Dieses 'lockere' ca. halbstündige Gespräch mit den SchülerInnen ist, besonders durch Inkas Einwurf, meines Erachtens 'geglückt': erste Ansätze zu einer interkulturellen Reflexion haben hier stattgefunden. Auf meine Frage hin, wie man denn solchen interkulturellen Missverständnissen entgegenwirken könne, sagten mehrere SchülerInnen, dass man darüber eben ins Gespräch kommen müsse, dass man versuchen müsse, solche Punkte zu erkennen und zu klären. Das war ein gutes Ergebnis dieser ersten Reflexion.

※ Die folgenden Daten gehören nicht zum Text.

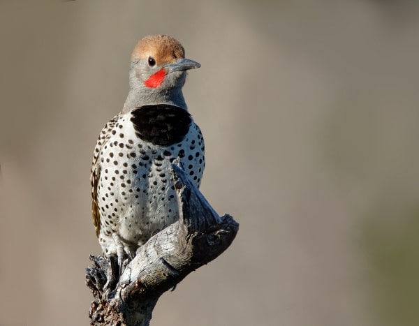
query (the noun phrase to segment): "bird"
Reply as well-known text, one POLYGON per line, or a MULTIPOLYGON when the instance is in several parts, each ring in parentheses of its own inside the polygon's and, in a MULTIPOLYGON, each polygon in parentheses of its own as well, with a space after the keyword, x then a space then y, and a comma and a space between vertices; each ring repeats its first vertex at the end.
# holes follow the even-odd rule
POLYGON ((90 178, 96 234, 119 266, 179 219, 172 164, 200 185, 204 139, 182 94, 187 71, 199 67, 167 35, 143 38, 132 52, 128 96, 100 133, 90 178))

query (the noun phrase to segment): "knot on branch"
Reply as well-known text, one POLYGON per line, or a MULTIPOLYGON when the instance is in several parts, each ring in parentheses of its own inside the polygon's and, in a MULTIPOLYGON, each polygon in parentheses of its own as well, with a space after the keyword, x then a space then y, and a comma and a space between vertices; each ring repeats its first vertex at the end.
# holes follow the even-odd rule
POLYGON ((233 242, 239 224, 230 215, 220 217, 189 179, 179 162, 171 169, 179 221, 138 248, 119 275, 116 260, 90 256, 86 283, 94 301, 91 325, 149 324, 157 300, 192 271, 222 253, 233 242))

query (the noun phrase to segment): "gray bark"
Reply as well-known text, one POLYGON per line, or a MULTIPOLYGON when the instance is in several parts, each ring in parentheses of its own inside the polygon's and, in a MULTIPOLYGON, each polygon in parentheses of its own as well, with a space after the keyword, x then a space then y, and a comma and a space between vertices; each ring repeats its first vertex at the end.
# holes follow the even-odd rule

Bei der konkreten Programmplanung für Moskau wurden die SchülerInnen einbezogen: sie sollten jeweils auf Zettel schreiben, was sie in Moskau gerne machen würden. Einige nannten Sehenswürdigkeiten, vor allem den Kreml und Roten Platz, viele schrieben aber auch, dass sie kein "durchgeplantes, straffes Programm", "nicht die ganzen Kirchen ablatschen" und "nicht den ganzen Tag in Museen gehen" wollten, dass sie "einen allgemeinen Stadteindruck" und "selbstständige Erforschung Moskaus" und "abends ausgehen, Bars, Discos" wollten. Diese Wünsche trafen sich gut mit meinen Vorstellungen und bestärkten mich in meiner Planung mit der Stadtrallye mit den russischen Jugendlichen, dem Kneipenbesuch und den größeren Freiräumen zur eigenständigen Gestaltung.
Zur Dokumentation der Reise wurde ein gemeinsames Reisetagebuch verabredet und fast alle SchülerInnen wollten Fotoapparate mitnehmen, ein Schüler, Julian, sogar eine Videokamera.